1. トランプ前大統領に有罪評決、史上初の事態

ドナルド・トランプ前大統領が、ニューヨーク州の刑事裁判で34件すべての罪状で有罪評決を受けました。 1 この裁判は、2016年の大統領選挙前に自身の不倫関係を隠蔽するため、口止め料を支払った際の企業記録偽造が問われたものです。

米国の歴史上、元大統領が刑事犯罪で有罪となるのは初めてのことです。裁判所は量刑言い渡しの日程を7月11日に設定しました。トランプ氏は無罪を一貫して主張しており、控訴する構えを見せています。この歴史的な評決は、今年秋に迫る大統領選挙の行方や、米国の政治情勢に大きな影響を与えることは確実です。

2. 連邦最高裁、銃の連射装置「バンプストック」の規制を無効化

6月14日、連邦最高裁判所は、半自動小銃を機関銃のように連射可能にする装置「バンプストック」の連邦規制を違法とする判断を下しました。 2 これにより、2018年から施行されていた事実上の販売・所持禁止措置は無効となります。

この判決は、保守派6名、リベラル派3名の票決によるものです。多数意見を執筆したクラレンス・トーマス判事は、「連邦法が定義する自動小銃(マシンガン)に、バンプストックを装着した銃は該当しない」との見解を示しました。

一方、ソニア・ソトマイヨール判事らリベラル派3名は反対意見を表明。この決定が銃乱射事件を助長し、「致命的な結果」を招きかねないと警鐘を鳴らしています。2017年のラスベガス乱射事件では、犯人がバンプストックを使用し多数の死傷者を出した経緯があり、今回の判断は全米の銃規制を巡る議論に大きな波紋を広げています。

3. 連邦最高裁、経口妊娠中絶薬へのアクセスを維持

連邦最高裁は6月13日、経口妊娠中絶薬「ミフェプリストン」へのアクセスを維持する判断を全会一致で下しました。 3 これは、下級審が出したこの薬への規制を強化する決定を差し止めるものです。これにより、当面の間はミフェプリストンを従来通り入手できることになります。

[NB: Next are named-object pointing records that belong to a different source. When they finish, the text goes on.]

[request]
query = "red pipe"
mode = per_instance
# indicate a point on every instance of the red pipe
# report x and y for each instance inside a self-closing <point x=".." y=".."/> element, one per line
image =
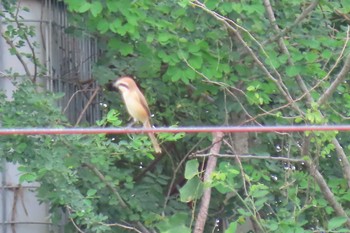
<point x="200" y="129"/>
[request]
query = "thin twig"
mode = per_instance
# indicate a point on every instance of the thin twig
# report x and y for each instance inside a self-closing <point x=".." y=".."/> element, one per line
<point x="233" y="156"/>
<point x="205" y="201"/>
<point x="338" y="80"/>
<point x="120" y="225"/>
<point x="103" y="179"/>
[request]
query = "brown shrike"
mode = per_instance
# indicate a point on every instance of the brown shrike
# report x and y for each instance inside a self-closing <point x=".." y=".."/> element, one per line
<point x="136" y="105"/>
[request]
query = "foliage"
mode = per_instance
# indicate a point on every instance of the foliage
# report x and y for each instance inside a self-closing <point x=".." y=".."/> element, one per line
<point x="202" y="63"/>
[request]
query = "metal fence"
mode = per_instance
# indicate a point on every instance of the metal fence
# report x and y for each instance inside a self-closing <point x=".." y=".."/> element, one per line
<point x="68" y="59"/>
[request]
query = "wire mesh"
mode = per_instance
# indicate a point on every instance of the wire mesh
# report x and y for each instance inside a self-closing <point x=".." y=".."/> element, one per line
<point x="70" y="60"/>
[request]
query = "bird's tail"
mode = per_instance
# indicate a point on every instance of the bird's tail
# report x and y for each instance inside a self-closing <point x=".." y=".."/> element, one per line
<point x="153" y="138"/>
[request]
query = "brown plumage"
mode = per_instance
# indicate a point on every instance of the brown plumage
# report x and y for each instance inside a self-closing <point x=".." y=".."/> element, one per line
<point x="136" y="105"/>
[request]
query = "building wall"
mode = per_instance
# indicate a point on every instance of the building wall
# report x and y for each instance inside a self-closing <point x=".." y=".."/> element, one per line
<point x="20" y="211"/>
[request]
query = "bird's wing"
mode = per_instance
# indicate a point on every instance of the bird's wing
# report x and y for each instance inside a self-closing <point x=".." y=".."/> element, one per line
<point x="144" y="102"/>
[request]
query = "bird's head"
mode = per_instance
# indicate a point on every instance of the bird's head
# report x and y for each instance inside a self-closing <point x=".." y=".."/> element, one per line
<point x="125" y="84"/>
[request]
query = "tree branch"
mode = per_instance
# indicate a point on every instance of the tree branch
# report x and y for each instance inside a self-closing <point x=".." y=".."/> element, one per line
<point x="343" y="160"/>
<point x="327" y="193"/>
<point x="296" y="160"/>
<point x="211" y="164"/>
<point x="285" y="50"/>
<point x="339" y="79"/>
<point x="103" y="179"/>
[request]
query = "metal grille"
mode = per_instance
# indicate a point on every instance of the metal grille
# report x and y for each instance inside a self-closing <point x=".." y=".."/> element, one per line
<point x="70" y="57"/>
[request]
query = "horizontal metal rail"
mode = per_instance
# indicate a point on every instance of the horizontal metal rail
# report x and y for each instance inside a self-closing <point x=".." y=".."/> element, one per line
<point x="200" y="129"/>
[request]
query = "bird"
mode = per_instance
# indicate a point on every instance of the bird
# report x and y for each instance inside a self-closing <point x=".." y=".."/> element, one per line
<point x="136" y="105"/>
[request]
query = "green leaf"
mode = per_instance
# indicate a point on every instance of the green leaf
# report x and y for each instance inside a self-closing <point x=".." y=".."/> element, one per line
<point x="96" y="8"/>
<point x="91" y="192"/>
<point x="85" y="6"/>
<point x="196" y="61"/>
<point x="113" y="5"/>
<point x="336" y="222"/>
<point x="27" y="177"/>
<point x="191" y="169"/>
<point x="164" y="37"/>
<point x="292" y="71"/>
<point x="103" y="26"/>
<point x="122" y="47"/>
<point x="192" y="190"/>
<point x="231" y="228"/>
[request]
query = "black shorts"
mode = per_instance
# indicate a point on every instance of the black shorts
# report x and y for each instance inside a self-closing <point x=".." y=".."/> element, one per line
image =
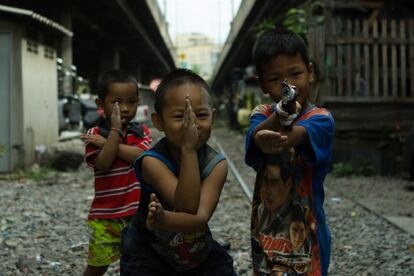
<point x="138" y="258"/>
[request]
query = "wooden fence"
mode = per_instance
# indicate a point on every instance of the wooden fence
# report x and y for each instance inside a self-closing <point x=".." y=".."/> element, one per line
<point x="365" y="59"/>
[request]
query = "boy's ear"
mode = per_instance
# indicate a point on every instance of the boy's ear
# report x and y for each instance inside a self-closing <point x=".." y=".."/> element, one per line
<point x="99" y="103"/>
<point x="260" y="82"/>
<point x="156" y="121"/>
<point x="213" y="115"/>
<point x="311" y="70"/>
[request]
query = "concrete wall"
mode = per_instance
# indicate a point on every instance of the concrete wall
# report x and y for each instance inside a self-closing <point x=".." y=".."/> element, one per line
<point x="40" y="103"/>
<point x="14" y="128"/>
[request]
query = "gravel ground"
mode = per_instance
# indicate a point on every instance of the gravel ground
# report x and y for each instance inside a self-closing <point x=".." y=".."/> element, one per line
<point x="43" y="228"/>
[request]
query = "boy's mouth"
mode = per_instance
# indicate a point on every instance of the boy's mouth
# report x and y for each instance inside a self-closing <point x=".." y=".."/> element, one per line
<point x="125" y="120"/>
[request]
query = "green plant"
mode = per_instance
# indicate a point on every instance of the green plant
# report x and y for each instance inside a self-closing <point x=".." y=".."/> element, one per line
<point x="264" y="25"/>
<point x="365" y="168"/>
<point x="2" y="150"/>
<point x="343" y="169"/>
<point x="300" y="20"/>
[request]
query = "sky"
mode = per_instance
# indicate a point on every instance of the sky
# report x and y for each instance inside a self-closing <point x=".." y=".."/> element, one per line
<point x="210" y="17"/>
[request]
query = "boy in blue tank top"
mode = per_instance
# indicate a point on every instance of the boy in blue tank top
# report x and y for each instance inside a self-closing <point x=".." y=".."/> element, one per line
<point x="181" y="181"/>
<point x="282" y="62"/>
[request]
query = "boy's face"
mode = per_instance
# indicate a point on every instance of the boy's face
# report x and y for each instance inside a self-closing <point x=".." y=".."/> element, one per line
<point x="297" y="234"/>
<point x="275" y="192"/>
<point x="292" y="68"/>
<point x="126" y="95"/>
<point x="171" y="121"/>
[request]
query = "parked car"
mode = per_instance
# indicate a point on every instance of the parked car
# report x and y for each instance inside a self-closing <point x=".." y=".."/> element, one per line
<point x="77" y="114"/>
<point x="142" y="115"/>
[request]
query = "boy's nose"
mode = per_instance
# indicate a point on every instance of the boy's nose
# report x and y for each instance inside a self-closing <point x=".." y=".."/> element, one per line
<point x="123" y="107"/>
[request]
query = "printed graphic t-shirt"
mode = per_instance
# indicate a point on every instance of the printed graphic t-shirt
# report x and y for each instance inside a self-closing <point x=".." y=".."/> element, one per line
<point x="280" y="241"/>
<point x="183" y="251"/>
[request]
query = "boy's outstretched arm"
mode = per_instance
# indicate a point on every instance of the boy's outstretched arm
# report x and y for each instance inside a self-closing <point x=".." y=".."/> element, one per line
<point x="125" y="152"/>
<point x="265" y="135"/>
<point x="186" y="222"/>
<point x="107" y="155"/>
<point x="187" y="192"/>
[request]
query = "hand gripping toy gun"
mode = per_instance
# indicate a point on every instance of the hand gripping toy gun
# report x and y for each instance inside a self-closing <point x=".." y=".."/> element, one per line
<point x="289" y="95"/>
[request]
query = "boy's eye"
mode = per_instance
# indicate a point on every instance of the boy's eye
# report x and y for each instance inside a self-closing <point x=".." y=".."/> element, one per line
<point x="203" y="115"/>
<point x="295" y="74"/>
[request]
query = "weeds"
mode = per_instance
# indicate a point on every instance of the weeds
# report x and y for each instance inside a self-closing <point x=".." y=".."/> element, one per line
<point x="364" y="168"/>
<point x="36" y="173"/>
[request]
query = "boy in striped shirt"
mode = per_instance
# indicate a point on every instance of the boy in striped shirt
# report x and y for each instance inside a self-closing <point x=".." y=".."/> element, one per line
<point x="111" y="148"/>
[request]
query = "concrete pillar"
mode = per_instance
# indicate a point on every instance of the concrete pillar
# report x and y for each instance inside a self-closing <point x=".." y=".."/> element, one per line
<point x="110" y="59"/>
<point x="67" y="54"/>
<point x="138" y="74"/>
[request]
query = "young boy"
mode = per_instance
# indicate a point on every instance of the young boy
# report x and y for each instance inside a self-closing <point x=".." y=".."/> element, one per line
<point x="111" y="147"/>
<point x="281" y="55"/>
<point x="182" y="178"/>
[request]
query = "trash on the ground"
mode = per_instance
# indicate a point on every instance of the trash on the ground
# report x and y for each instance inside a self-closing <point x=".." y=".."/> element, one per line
<point x="336" y="199"/>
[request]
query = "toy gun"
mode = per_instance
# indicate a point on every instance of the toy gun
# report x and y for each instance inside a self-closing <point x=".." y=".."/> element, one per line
<point x="289" y="95"/>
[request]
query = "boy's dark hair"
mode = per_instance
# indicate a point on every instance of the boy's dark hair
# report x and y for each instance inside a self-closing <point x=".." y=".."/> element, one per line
<point x="175" y="78"/>
<point x="275" y="42"/>
<point x="111" y="76"/>
<point x="297" y="213"/>
<point x="286" y="162"/>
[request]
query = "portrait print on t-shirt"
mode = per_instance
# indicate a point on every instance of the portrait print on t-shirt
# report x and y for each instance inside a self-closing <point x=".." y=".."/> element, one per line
<point x="283" y="226"/>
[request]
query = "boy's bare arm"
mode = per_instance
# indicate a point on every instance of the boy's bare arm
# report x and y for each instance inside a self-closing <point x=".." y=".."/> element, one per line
<point x="129" y="153"/>
<point x="187" y="193"/>
<point x="160" y="177"/>
<point x="125" y="152"/>
<point x="210" y="195"/>
<point x="270" y="138"/>
<point x="107" y="155"/>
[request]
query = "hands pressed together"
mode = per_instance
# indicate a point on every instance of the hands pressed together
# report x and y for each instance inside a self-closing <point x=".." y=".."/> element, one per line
<point x="190" y="131"/>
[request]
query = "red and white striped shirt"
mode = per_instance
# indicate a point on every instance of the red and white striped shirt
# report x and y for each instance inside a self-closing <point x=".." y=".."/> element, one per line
<point x="117" y="191"/>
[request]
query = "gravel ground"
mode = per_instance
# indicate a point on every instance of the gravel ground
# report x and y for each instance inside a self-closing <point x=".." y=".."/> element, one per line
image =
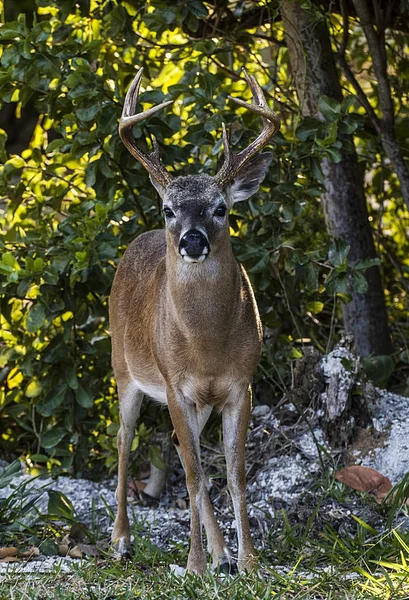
<point x="283" y="461"/>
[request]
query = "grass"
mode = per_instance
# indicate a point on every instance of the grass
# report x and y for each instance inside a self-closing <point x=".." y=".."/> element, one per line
<point x="361" y="552"/>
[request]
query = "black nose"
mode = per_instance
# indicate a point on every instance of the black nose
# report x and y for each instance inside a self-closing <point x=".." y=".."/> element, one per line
<point x="193" y="243"/>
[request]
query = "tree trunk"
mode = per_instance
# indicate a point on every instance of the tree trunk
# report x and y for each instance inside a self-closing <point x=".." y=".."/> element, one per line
<point x="315" y="74"/>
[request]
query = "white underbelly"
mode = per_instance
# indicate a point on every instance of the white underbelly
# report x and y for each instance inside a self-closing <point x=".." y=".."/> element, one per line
<point x="156" y="392"/>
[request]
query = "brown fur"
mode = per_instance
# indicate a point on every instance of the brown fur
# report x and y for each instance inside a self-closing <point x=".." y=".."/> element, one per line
<point x="191" y="333"/>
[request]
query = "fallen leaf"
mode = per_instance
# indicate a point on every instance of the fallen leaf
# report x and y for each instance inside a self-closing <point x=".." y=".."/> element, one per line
<point x="365" y="479"/>
<point x="6" y="552"/>
<point x="78" y="532"/>
<point x="32" y="552"/>
<point x="181" y="503"/>
<point x="89" y="549"/>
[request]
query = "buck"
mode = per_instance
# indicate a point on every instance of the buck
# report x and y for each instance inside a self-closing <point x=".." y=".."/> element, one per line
<point x="185" y="326"/>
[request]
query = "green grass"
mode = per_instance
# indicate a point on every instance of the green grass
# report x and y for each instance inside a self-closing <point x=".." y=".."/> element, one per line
<point x="317" y="557"/>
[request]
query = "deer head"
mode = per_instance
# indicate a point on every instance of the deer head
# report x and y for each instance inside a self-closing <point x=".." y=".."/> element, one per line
<point x="196" y="207"/>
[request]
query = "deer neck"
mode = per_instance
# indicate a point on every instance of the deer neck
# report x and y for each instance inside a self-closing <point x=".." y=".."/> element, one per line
<point x="204" y="293"/>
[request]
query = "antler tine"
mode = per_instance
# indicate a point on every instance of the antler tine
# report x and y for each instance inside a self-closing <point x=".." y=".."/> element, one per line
<point x="271" y="124"/>
<point x="151" y="161"/>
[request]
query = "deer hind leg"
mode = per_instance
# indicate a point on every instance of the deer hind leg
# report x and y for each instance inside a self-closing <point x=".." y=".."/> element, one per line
<point x="130" y="399"/>
<point x="236" y="414"/>
<point x="216" y="545"/>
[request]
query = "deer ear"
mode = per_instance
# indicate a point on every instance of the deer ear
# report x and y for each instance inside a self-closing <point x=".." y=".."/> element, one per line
<point x="248" y="180"/>
<point x="158" y="187"/>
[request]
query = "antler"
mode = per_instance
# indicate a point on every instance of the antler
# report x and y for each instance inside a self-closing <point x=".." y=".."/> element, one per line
<point x="151" y="161"/>
<point x="271" y="124"/>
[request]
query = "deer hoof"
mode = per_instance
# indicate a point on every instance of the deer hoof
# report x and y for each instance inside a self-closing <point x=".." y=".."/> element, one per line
<point x="248" y="563"/>
<point x="123" y="548"/>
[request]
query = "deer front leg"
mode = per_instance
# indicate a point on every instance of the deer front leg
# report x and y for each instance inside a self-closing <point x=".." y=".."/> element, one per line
<point x="130" y="404"/>
<point x="236" y="414"/>
<point x="185" y="422"/>
<point x="216" y="545"/>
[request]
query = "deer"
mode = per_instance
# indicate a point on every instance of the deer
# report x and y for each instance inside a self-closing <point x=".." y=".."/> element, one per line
<point x="185" y="326"/>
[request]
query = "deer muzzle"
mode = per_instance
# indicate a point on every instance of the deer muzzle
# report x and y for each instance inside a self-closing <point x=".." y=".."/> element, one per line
<point x="194" y="246"/>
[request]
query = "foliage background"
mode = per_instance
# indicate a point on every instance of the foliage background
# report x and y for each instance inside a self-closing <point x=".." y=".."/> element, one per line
<point x="72" y="199"/>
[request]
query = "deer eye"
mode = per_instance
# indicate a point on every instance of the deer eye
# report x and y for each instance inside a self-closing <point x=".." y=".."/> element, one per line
<point x="220" y="211"/>
<point x="168" y="212"/>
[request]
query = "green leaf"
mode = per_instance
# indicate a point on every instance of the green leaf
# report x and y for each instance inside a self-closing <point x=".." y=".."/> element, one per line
<point x="35" y="318"/>
<point x="52" y="437"/>
<point x="329" y="107"/>
<point x="84" y="399"/>
<point x="359" y="283"/>
<point x="59" y="505"/>
<point x="48" y="548"/>
<point x="315" y="307"/>
<point x="308" y="129"/>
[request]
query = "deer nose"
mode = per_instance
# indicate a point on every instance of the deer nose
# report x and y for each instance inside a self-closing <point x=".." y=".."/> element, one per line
<point x="194" y="244"/>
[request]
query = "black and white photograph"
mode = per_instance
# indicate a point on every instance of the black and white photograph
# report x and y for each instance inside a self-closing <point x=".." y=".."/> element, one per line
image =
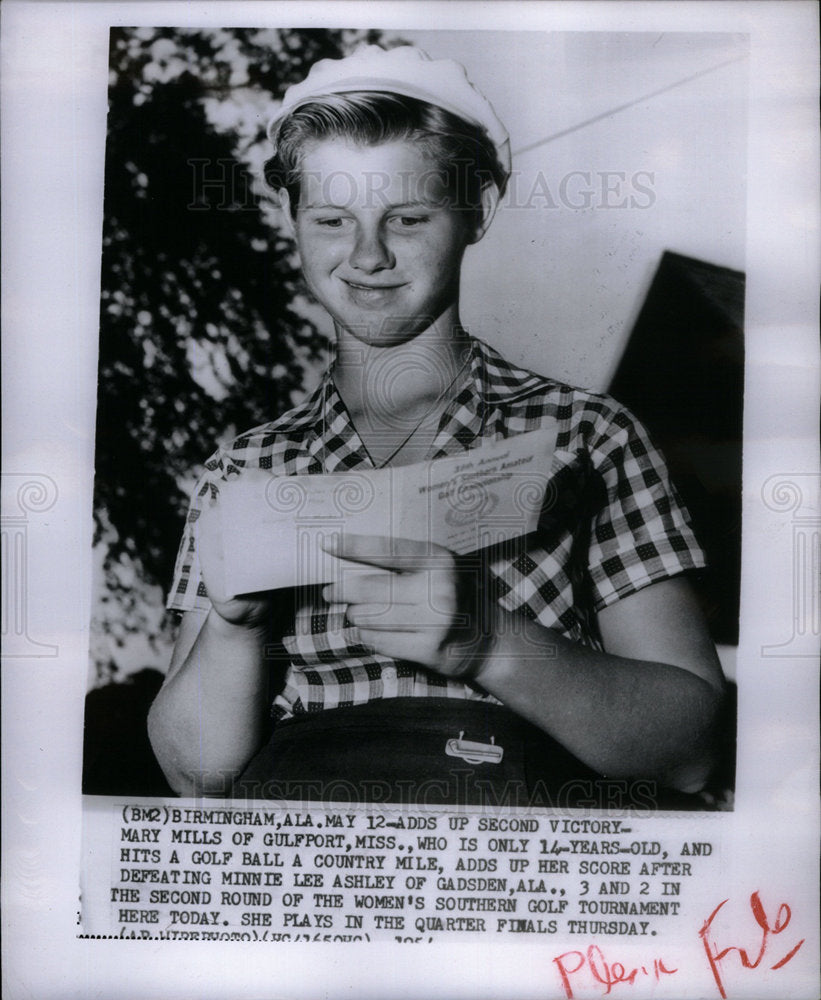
<point x="226" y="294"/>
<point x="439" y="492"/>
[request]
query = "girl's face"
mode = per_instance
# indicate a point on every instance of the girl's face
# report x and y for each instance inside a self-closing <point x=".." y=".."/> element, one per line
<point x="381" y="247"/>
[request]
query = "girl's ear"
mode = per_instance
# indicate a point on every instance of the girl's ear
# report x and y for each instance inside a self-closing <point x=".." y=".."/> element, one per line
<point x="490" y="202"/>
<point x="287" y="215"/>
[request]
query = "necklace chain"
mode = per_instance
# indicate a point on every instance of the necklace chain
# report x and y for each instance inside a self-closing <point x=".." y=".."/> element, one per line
<point x="405" y="440"/>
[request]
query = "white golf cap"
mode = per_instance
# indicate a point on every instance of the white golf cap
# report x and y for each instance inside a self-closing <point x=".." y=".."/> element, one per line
<point x="404" y="70"/>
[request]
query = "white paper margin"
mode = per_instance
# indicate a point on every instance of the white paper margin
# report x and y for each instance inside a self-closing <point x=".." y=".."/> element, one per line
<point x="54" y="58"/>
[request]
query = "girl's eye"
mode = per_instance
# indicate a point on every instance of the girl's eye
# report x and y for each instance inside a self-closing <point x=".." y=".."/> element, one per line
<point x="410" y="221"/>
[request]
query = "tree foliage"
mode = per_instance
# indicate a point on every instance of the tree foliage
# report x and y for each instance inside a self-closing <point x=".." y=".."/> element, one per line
<point x="199" y="333"/>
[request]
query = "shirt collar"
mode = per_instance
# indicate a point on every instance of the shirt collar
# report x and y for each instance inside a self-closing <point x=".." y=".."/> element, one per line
<point x="473" y="412"/>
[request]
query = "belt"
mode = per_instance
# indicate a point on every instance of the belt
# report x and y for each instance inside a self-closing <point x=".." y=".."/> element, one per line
<point x="431" y="751"/>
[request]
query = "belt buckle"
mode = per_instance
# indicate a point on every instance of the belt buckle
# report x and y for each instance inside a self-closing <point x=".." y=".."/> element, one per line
<point x="474" y="753"/>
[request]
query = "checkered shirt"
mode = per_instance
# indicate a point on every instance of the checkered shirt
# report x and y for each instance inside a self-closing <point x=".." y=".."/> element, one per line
<point x="613" y="524"/>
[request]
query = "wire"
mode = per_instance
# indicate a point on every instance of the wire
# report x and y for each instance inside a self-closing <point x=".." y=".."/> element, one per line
<point x="624" y="107"/>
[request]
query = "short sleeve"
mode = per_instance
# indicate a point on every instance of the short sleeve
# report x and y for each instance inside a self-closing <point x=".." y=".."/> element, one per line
<point x="187" y="589"/>
<point x="642" y="533"/>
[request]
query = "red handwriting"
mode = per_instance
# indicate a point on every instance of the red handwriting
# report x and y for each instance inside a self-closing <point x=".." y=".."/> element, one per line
<point x="715" y="955"/>
<point x="605" y="973"/>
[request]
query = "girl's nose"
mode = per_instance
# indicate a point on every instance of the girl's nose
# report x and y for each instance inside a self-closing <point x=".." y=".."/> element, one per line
<point x="370" y="252"/>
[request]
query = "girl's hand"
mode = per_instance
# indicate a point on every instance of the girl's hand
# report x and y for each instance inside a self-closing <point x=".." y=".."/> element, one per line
<point x="421" y="602"/>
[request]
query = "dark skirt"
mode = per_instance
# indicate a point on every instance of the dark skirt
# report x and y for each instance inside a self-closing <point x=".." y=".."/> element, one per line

ただし、今回の判断は手続き上の理由に基づくものでした。 4 薬の安全性や、米食品医薬品局(FDA)の承認権限に関する本質的な判断は避けられています。³ 権利擁護団体は安堵しつつも、将来的に再び法的な挑戦が行われる可能性が残っているとして、警戒を続けています。³

4. 最高裁、スターバックスの労組活動家解雇を支持

最高裁は6月14日、大手コーヒーチェーンのスターバックスが労働組合の組織化に関わった従業員を解雇した問題について、8対1で企業側の主張を支持する判決を下しました。³

この裁判は、テネシー州メンフィスの店舗で組合結成を主導した7人の従業員が解雇されたことを巡るものです。不当労働行為であるとの訴えが起きていましたが、最高裁は会社の解雇措置を違法とは言えないと判断しました。リベラル派のケタンジ・ブラウン・ジャクソン判事のみが一部反対意見を述べました。労働組合側はこの判決に強く反発しており、近年の大企業における組合結成の動きに冷や水を浴びせる結果となりました。

5. 下院共和党、ガーランド司法長官を議会侮辱罪で告発

野党・共和党が多数派を占める連邦下院は6月12日、メリック・ガーランド司法長官を「議会侮辱罪」で告発する決議案を賛成216、反対207で可決しました。 5

これは、バイデン大統領の機密文書取り扱い疑惑に関する調査で、司法省が議会の召喚に応じず、大統領のインタビュー録音の提出を拒んだことに対する措置です。ガーランド長官は、大統領特権を理由に提出を拒否しています。司法長官に対する議会侮辱決議は歴代3人目となりますが、この決議に法的な拘束力はありません。バイデン政権下の司法省が自ら長官を起訴する可能性は低く、実質的な影響は限定的とみられています。

6. ミネソタ州の元女性議長夫妻が射殺される、政治的動機か

6月10日前後、ミネソタ州で民主党の元州下院議長メリッサ・ホートマン氏とその夫が自宅で射殺されるという衝撃的な事件が発生しました。 6 また、別の男性州議員夫妻も負傷しています。

犯人は警察官を装って各家庭を訪れ、発砲したとみられています。ティム・ウォルズ州知事は「標的にされた政治的暴力だ」と強く非難しました。⁶ 容疑者の男は事件後に拘束されており、当局が動機などの詳細を捜査中です。この悲劇は、米国で深刻化する政治的対立と暴力への懸念を改めて浮き彫りにしました。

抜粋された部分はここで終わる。